Following the success of its virtual event last year, the Foundation for Sarcoidosis Research (FSR) is preparing to once again host an online summit for everyone affected by sarcoidosis.
The “Third Annual Virtual Global Patient Summit: Unveiling the Possibilities” is scheduled for July 30-31.
Billed as the world’s largest virtual event for sarcoidosis patients, the summit focuses on strengthening connections, sharing experiences and expertise, and identifying new resources for people with systemic disorders. immune systems and their caregivers.
“This extraordinary global event gives us the opportunity to bring together patients, caregivers, clinicians, corporations and non-profit partners to explore up-to-date research, clinical practice and living with sarcoidosis,” Mary McGowan, CEO of FSR, said in a press release. “This year, we are proud to have even more engagement from partner clinics and hospitals, as we provide stimulating networking opportunities.”
For the first time, the summit will be presented in English and Spanish, and live Spanish translations will be available.
A limited number of scholarships will be provided by the foundation for participants who would not otherwise be able to attend. Applications are open during early bird registration, until July 8 or until all scholarships have been awarded.
To attend the summit, patients and supporters have until July 26 to register. The summit is also open to clinicians and industry partners.
The summit will continue to take place on the same user-friendly virtual platform that was used in 2021. It allows participants to customize their agenda according to their interests.
The platform will open its “virtual doors” four days before the start of the summit, allowing participants to familiarize themselves with it and start networking. Access to the platform will be available until September 20, allowing attendees to review and re-watch any session.
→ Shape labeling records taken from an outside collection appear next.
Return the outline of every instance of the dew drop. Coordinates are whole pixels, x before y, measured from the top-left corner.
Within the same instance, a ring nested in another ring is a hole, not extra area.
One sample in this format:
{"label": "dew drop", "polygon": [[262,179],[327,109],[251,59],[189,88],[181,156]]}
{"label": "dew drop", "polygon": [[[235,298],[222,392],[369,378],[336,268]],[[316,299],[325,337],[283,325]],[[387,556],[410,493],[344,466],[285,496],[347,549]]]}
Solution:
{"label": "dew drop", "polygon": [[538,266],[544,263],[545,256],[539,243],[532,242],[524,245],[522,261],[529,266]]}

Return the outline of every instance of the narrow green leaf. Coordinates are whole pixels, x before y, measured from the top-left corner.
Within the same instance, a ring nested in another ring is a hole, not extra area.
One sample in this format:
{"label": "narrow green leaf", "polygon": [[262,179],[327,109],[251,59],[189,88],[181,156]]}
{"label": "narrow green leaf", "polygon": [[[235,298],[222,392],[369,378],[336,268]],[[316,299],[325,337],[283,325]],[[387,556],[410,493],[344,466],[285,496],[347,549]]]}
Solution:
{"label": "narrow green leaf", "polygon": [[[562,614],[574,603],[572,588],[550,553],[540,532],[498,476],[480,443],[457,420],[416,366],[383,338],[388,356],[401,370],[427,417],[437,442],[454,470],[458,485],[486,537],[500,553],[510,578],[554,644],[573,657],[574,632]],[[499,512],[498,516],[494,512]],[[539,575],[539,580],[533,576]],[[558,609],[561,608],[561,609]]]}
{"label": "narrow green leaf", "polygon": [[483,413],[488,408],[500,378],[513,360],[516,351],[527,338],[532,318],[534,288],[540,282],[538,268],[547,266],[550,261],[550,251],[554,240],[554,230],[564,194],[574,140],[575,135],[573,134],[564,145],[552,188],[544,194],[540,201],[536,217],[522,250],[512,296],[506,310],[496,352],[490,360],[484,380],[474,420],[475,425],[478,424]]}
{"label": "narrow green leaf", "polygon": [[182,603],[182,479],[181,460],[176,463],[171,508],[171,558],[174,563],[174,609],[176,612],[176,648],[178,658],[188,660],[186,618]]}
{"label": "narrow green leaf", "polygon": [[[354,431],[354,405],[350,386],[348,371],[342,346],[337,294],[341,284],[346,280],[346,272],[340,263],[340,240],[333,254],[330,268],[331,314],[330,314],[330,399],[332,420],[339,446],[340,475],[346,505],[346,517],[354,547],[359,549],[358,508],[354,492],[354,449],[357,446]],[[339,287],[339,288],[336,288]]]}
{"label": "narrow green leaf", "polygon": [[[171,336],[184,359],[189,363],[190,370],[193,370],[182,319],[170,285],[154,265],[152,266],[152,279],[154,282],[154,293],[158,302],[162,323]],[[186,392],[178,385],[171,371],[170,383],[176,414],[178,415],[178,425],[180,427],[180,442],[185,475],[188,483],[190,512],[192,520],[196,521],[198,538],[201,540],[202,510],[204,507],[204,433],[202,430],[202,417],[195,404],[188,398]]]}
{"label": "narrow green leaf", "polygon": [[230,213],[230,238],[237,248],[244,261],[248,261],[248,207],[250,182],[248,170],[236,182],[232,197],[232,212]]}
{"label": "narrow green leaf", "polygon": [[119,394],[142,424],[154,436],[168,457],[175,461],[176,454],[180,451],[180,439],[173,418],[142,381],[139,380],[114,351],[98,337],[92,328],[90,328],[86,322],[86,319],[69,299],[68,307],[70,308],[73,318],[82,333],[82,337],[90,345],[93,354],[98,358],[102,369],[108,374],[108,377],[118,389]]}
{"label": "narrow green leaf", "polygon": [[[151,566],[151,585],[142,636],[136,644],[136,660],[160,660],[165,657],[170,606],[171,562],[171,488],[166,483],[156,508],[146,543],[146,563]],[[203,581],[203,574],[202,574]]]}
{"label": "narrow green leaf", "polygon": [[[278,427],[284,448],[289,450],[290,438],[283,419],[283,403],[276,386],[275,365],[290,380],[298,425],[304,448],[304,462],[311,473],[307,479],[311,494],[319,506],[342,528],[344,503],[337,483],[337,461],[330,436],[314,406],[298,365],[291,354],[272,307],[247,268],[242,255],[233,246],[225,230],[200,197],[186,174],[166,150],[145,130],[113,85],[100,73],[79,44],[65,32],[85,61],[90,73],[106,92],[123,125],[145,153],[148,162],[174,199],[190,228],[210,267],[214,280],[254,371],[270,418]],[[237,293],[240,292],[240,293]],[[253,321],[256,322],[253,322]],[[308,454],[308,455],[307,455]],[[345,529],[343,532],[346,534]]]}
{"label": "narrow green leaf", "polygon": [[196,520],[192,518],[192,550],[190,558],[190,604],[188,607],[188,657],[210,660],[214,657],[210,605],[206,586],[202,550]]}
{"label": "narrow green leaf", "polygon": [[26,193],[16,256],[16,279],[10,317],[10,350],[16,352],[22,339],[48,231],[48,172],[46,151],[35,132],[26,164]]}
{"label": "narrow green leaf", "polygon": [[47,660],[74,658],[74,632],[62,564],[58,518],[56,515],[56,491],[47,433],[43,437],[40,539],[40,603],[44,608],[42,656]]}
On the agenda are four plenary sessions, including “Uncovering the Possibilities: What’s Next for FSR and the Future of Better Care and Finding a Cure” and “Gastric Sarcoidosis and Treatment-Related Gastric Symptoms”. Attendees can also tune in for “Life Hacks: Get insights and tools to live your best life with sarcoidosis from this dynamic panel of patients and supporters.”
Finally, the summit will feature a Q&A session with sarcoidosis GPs.
Additionally, the agenda includes “powerful breakout sessions,” which will cover topics such as anti-inflammatory diets and fatigue management. Another session will discuss how to manage finances when living with a chronic illness.
During the networking and chat sessions, attendees will be able to log into chat rooms based on topics of interest. Each day will be punctuated by one-hour “Coffee Break” sessions dedicated to supporters and caregivers.
The discussion sessions will include a ‘Discussion of Impossible Choices: Living on Steroids’, as well as a session on how to communicate with healthcare professionals, titled ‘Lost in Translation: A Discussion on Communicating with Your health care team”. A final topic is devoted to supporters and caregivers, in a session titled “Secure Your Own Mask Before Helping Others: A Discussion for Supporters and Caregivers”.